Les systèmes d'exploitation récents sont compatibles avec IPv6, par récent on entend :

  • GNU/Linux avec noyau 2.2 ou plus récent, nous sommes au 2.6 depuis 2003.
  • Microsoft Windows XP SP2 ou plus récent
  • Les *BSD et MacOSX sont bien entendu compatibles, mais je ne trouve pas depuis quand.

Quelque soit votre système d'exploitation, le support d'IP v6 doit être activé par défaut, sauf sur Windows XP, voici comment faire pour celui-ci :

  • Panneau de configuration → Connexions réseaux → Clic droit sur l'une des connexion → Sélectionnez « Propriétés » ;
  • Cliquez sur le bouton « Propriété » → Sélectionnez « Réseau » ;
  • Sélectionnez « Microsoft TCP/IP version 6 » ;
  • Cliquez sur « OK » → « OK » → « OK » ;
  • Windows vous demandera de redémarrez pour appliquer les modifications, faites-le.

Tester

Connectez-vous à un site de test, il en existe d'autres.

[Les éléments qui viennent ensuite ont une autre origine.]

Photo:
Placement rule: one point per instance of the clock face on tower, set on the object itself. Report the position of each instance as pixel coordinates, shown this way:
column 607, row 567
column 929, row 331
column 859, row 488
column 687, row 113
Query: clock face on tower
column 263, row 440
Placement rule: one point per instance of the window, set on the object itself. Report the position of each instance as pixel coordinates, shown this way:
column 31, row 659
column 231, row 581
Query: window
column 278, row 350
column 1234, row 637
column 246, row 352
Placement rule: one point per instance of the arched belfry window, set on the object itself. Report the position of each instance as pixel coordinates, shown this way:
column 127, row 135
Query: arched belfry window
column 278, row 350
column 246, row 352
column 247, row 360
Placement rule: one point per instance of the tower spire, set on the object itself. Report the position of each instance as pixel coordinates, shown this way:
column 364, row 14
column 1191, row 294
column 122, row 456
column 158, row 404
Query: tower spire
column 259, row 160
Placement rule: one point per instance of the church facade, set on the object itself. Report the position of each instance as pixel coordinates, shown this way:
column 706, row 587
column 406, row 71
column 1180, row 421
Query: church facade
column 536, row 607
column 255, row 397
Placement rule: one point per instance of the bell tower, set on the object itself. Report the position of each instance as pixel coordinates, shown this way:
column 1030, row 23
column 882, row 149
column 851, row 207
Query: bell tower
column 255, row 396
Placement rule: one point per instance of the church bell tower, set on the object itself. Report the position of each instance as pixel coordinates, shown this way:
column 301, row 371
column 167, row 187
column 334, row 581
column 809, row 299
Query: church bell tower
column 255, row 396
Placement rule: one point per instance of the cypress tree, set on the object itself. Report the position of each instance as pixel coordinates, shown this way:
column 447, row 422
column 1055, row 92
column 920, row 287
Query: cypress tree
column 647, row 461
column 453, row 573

Les adresses IP v6 que vous utiliserez

Si en IP v4 votre FAI ne vous fournissait qu'une seule et unique adresse IP, en IP v6 vous avez droit à une plage complète, généralement, on vous attribue un /64, certains FAI comme FDN fournissent un /48.

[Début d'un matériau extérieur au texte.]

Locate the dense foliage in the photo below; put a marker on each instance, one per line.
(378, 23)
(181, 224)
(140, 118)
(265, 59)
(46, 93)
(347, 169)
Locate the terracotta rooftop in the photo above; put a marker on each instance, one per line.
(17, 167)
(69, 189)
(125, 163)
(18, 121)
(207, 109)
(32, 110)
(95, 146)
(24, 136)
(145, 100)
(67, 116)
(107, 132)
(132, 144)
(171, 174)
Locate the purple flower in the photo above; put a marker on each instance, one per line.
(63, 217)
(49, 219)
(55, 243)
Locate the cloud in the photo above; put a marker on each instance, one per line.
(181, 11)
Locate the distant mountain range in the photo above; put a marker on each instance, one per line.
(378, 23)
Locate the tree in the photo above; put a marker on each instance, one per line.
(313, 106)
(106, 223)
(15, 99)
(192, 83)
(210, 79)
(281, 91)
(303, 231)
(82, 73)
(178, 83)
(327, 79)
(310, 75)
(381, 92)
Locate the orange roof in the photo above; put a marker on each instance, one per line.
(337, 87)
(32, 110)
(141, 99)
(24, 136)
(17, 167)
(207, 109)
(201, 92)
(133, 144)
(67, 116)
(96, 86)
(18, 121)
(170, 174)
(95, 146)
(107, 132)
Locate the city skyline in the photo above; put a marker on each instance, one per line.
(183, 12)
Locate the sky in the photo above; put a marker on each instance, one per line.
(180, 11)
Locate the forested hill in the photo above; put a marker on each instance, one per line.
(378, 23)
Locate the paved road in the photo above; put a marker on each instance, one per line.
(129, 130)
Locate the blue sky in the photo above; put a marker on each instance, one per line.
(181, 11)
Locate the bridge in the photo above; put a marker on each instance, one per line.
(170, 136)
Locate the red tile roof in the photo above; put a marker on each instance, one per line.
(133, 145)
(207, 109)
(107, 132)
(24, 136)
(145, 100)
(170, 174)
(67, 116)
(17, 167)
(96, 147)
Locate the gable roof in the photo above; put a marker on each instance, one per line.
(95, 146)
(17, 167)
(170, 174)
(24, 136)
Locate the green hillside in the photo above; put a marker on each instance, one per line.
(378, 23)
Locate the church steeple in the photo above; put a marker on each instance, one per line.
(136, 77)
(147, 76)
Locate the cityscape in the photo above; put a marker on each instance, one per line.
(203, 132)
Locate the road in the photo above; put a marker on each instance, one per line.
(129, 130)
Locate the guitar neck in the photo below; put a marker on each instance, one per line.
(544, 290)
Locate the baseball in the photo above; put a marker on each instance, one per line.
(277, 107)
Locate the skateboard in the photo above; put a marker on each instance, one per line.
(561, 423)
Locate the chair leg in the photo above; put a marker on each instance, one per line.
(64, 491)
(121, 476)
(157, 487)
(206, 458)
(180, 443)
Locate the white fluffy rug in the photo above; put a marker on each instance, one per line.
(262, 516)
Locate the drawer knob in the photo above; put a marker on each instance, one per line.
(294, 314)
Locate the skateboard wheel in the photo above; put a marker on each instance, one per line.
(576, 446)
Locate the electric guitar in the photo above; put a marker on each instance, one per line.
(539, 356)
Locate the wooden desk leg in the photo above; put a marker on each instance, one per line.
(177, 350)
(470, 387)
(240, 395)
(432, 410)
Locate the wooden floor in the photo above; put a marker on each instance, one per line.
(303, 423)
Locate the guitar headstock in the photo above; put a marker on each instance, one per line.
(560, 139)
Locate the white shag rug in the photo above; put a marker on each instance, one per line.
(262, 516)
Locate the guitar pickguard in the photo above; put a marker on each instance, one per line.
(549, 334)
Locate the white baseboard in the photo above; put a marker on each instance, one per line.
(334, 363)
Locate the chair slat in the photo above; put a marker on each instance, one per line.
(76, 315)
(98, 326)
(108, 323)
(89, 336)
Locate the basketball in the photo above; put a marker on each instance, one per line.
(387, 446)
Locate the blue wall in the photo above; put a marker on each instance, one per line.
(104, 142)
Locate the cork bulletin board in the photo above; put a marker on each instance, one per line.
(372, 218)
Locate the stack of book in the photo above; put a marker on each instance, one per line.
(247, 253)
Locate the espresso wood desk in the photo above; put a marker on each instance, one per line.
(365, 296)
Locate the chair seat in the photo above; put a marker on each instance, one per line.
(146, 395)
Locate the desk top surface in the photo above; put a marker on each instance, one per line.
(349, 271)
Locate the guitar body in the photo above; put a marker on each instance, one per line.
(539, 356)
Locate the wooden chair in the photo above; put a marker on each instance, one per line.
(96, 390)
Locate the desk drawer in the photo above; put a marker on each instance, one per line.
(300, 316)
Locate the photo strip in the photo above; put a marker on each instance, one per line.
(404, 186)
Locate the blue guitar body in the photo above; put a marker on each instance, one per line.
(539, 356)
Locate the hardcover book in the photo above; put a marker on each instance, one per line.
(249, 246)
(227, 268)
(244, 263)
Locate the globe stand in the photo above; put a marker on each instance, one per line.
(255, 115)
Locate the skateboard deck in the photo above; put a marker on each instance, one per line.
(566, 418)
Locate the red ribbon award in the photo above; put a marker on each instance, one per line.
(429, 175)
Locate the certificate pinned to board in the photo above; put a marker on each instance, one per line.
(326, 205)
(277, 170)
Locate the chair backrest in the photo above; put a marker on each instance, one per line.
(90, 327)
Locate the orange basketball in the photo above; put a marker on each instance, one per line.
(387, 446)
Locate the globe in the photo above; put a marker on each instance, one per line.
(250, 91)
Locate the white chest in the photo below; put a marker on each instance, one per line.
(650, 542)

Le problème étant de trouver moyen d'utiliser ces 264 (ou 272, ou 280) adresses. sourire3

Mais outre la plage d'adresse IP v6 publique que vous fournit votre FAI, vous en trouverez d'autres, décrivons-les rapidement :

  • De :: à :ffff:ffff:ffff:ffff:ffff:ffff:ffff (::/8) : Réservé ;
  • De fc00:: à fdff:ffff:ffff:ffff:ffff:ffff:ffff:ffff (fc00::/7) : Adresses locales uniques pour les réseaux locaux, non routables sur Internet. Permet par exemple de ne pas rendre disponible hors de son réseau domestique un service de partage de fichiers ;
  • De fe80:: à febf:ffff:ffff:ffff:ffff:ffff:ffff:ffff (fe80/10) : Adresses de liens locaux, propres à chaque interface et utilisées pour certaines fonctions du protocole IP v6 ;
  • De ff:: à ffff:ffff:ffff:ffff:ffff:ffff:ffff:ffff (ff00::/8) Adresses multicast

Savoir si un serveur utilise IP v6

A présent que votre connectivité IP v6 à Internet est en place, vous pouvez tester si un serveur quelconque est lui aussi compatible, pour cela, il suffit d'avoir quelques petits outils en ligne de commande.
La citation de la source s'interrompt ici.